HIV/AIDS in Hollywood

During the 1980’s in the United States, the status of the American population was in a chaotic state due to the HIV/AIDS epidemic running rampant through major cities throughout the country included Los Angeles, California. Since then Americans have been educated on HIV/AIDS and how to prevent from contracting the disease and practice a safer way of living. Unfortunately, to date, HIV/AIDS is a social and health issue in the United States, especially in Los Angeles, that does not seem to be coming to a near end. I began to wonder as to why it’s still an issue despite the fact that the world has advanced in medicine since the 1980’s. Then I thought to question the culture of Los Angeles rather than question why HIV/AIDS is still an issue even though there’s been a progression in medicine.

Learning about the culture of Hollywood, I’ve come to know that the lifestyle of those who were involved within the industry tied to Hollywood lived a lifestyle. One significant aspect of the culture in Hollywood was the nightlife within the city and the involvement of those in the entertainment industry. Labelled as a ‘city of sin’ Los Angeles became the symbol of a city that meets the needs of those who live a lifestyle of vice among major cities in America, closest competition to the city of Los Angeles being Las Vegas, Nevada. With many popular night clubs, casinos, and an enormous amount of privately hosted parties across the city it is no doubt Los Angeles has a wild side to it. Los Angeles is home to many world renowned sex symbols such as Marilyn Monroe, Farrah Fawcett, and the Playboy Mansion. Stated by Karley Sciortino, journalist for VICE Media, Los Angeles has been considered a city of sin since the 1800’s and became a city of sex trade starting in the 1950’s.

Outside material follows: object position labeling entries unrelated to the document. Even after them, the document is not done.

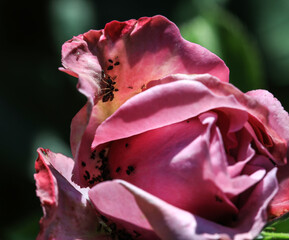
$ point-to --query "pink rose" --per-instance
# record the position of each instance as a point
(165, 147)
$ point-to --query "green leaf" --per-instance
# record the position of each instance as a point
(223, 34)
(276, 229)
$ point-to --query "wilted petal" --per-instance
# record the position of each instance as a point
(67, 212)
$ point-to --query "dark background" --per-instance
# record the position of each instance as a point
(37, 101)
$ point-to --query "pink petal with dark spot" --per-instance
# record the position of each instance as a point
(67, 211)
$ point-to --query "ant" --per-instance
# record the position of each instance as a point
(107, 87)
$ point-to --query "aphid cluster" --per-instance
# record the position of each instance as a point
(107, 83)
(129, 170)
(101, 165)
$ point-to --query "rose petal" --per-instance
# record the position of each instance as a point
(164, 105)
(280, 203)
(176, 166)
(83, 127)
(67, 212)
(119, 206)
(135, 52)
(278, 118)
(170, 222)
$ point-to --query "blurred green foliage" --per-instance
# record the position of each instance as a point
(37, 101)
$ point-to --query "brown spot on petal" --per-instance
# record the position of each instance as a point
(218, 199)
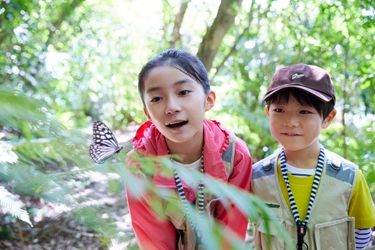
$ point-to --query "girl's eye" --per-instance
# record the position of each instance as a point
(155, 99)
(184, 92)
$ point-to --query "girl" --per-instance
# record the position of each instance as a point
(175, 92)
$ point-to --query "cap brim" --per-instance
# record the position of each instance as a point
(315, 93)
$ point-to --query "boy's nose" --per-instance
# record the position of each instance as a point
(291, 121)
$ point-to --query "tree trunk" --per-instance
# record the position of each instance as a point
(210, 44)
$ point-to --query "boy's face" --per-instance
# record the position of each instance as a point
(295, 126)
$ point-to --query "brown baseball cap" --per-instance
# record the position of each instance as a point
(309, 78)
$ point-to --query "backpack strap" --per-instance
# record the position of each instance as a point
(228, 155)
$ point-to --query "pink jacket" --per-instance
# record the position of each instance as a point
(155, 233)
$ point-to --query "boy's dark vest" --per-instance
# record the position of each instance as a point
(186, 239)
(329, 226)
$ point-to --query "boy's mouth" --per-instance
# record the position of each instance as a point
(177, 124)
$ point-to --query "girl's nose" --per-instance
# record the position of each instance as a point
(173, 106)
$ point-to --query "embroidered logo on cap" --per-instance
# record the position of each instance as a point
(296, 75)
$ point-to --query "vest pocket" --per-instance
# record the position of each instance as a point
(261, 229)
(335, 235)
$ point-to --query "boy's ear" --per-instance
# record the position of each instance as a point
(267, 110)
(329, 119)
(210, 100)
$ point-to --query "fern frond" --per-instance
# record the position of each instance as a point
(12, 205)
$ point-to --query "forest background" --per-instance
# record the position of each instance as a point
(67, 63)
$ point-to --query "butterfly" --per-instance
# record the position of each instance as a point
(105, 144)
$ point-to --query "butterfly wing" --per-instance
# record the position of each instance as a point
(105, 144)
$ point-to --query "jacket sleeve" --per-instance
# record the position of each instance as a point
(232, 217)
(151, 231)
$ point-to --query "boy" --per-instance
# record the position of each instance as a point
(318, 197)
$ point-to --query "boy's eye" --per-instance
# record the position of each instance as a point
(155, 99)
(184, 92)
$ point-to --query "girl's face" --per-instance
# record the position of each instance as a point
(176, 104)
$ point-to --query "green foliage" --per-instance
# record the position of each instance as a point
(13, 205)
(67, 63)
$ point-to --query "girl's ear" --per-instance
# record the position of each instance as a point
(329, 119)
(210, 100)
(146, 113)
(267, 110)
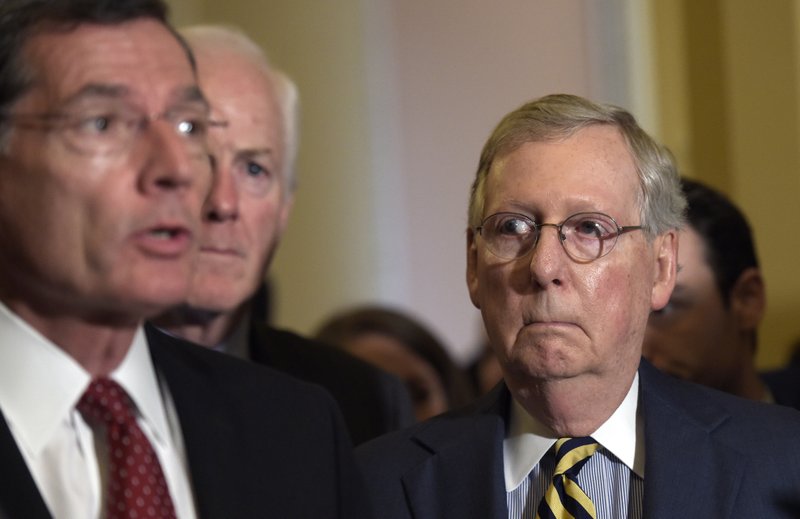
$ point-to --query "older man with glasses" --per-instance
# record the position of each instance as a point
(103, 172)
(572, 242)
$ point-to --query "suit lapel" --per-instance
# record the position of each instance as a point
(463, 478)
(19, 497)
(687, 472)
(205, 424)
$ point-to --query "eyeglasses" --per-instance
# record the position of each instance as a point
(111, 130)
(584, 236)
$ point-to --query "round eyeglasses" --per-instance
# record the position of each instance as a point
(109, 130)
(584, 236)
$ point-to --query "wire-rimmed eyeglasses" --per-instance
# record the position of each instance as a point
(110, 130)
(584, 236)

Information provided by the AIDS Coordinator’s Office of Los Angeles gives insight as to the results of the nightlife of the ‘city of sin’. “Los Angeles has an estimated population of 3.9 million people in an area of approximately 470 square miles with a rich diversity of culture and racial/ethnic backgrounds. Since the epidemic began 31 years ago, about 31,000 individuals have been diagnosed with AIDS, 13,000 of them still are living. As of December 31, 2009, there are approximately 27,000 individuals living with HIV or AIDS in the City.” (ACOLA) In the chart provided by ACOLA we learn the statistics of the rate at which the racial/ethnic make up of those diagnosed with HIV/AIDS is in the years 1991, 2007, and 2010.  In 1991, roughly 20% of HIV/AIDS diagnoses were to Whites, roughly 26% of HIV/AIDS diagnoses were to African Americans, roughly 48% of HIV/AIDS diagnoses were to Latinos/Hispanics, and roughly 6% of HIV/AIDS diagnoses were to Asian/Pacific Islanders. Then we learn that there is a dramatic shift in the racial and ethnic make up of the rate diagnoses with Whites being 50% of HIV/AIDS diagnoses in 2010 as apposed to all other people of colour being the other 50% of HIV/AIDS diagnoses in 2010. This information was rattling to me as to why there was such a dramatic shift of who is the majority of the HIV/AIDS diagnoses. Unfortunately I was not able to find specific information as to why but hopefully the question can be answered.